OpenRefine Tutorial

From Enipedia
Jump to: navigation, search

Contents

[edit] Overview

The shortened URL for this page is http://is.gd/refine

This is a tutorial on using OpenRefine (formerly Google Refine), and has been developed to teach students in a statistics class how this tool can be used to clean up data.

The data used is here, which is a zip file containing only the file universityData.csv, which is a plain text CSV file. Save the file directly to your computer. Don't open it first in Excel, since saving it again may disturb the layout.

The example used shows how we can use Wikipedia data to see if there is a relationship between the number of students at a university and the size of the university's endowment.

Download OpenRefine from the download page. The google-refine window should be kept open, while working in your browser with google-refine.
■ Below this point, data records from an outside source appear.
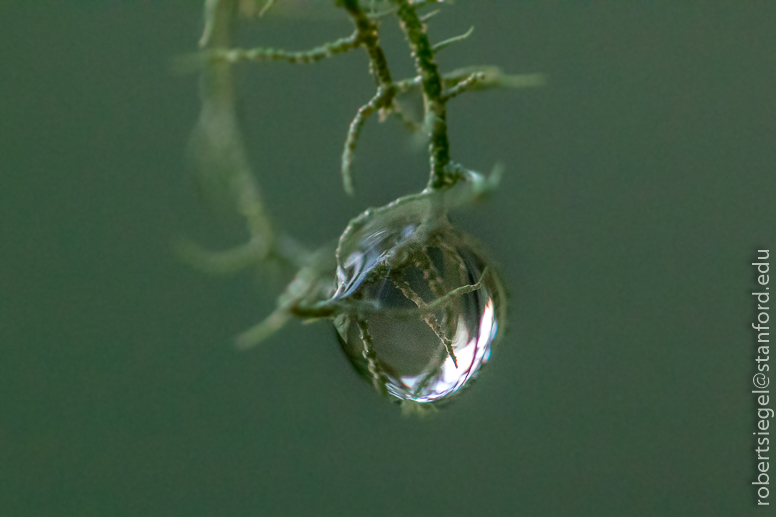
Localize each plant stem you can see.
[391,0,455,189]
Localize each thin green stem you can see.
[391,0,455,189]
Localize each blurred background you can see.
[0,0,776,517]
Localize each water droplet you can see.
[334,196,504,403]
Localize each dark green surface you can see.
[0,0,776,517]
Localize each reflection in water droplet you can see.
[334,201,504,403]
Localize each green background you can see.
[0,0,776,517]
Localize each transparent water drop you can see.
[334,194,504,403]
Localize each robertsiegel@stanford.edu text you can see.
[752,250,774,506]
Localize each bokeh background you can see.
[0,0,776,517]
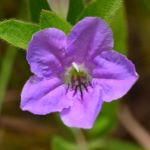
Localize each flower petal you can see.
[92,51,138,102]
[67,17,113,63]
[27,28,66,78]
[21,76,72,115]
[61,86,102,128]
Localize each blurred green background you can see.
[0,0,150,150]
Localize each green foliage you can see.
[40,10,71,33]
[79,0,127,54]
[79,0,122,21]
[29,0,50,22]
[67,0,84,24]
[0,46,17,112]
[52,137,78,150]
[0,20,39,49]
The data is sourced from a SPARQL query to DBpedia which extracts information about universities from Wikipedia infoboxes.

[edit] What you can learn

The data contains quite a few issues, and this tutorial shows how to do things like:

  • Cleaning up inconsistent spelling of terms (i.e. "USA", "U.S.A", "U.S.", etc).
  • Converting values that are text descriptions of numeric values (i.e. $123 million) to actual numeric values (i.e. 123000000) which are usable for analysis.
  • Identifying which rows of a specific column contain a search term
  • Extracting and cleaning values for dates
  • Removing duplicate rows
  • Using a scatterplot to visualize relationships between values in different columns
  • Finding geographic coordinates for a list of place names (i.e. the names of universities, etc.)
  • Exporting cleaned data to Excel

[edit] Steps

[edit] Installation

Once you download OpenRefine, you need to unzip it. After this, follow the instructions on the download page to run it. OpenRefine runs in a web browser, and when you start it, it should automatically open up a web browser window. If this does not happen, open a web browser yourself and go to http://127.0.0.1:3333, and you should see it.

[edit] Load file and create project

Click on "Create Project", then "Choose Files". Select the file from your computer (universityData.csv), then click on "Next"

GoogleRefine LoadFile.png

The data should be read in OK, so you can go ahead and click on Create Project. Note: Remember to check that the box, "Parse cell text into numbers, dates, etc", is ticked!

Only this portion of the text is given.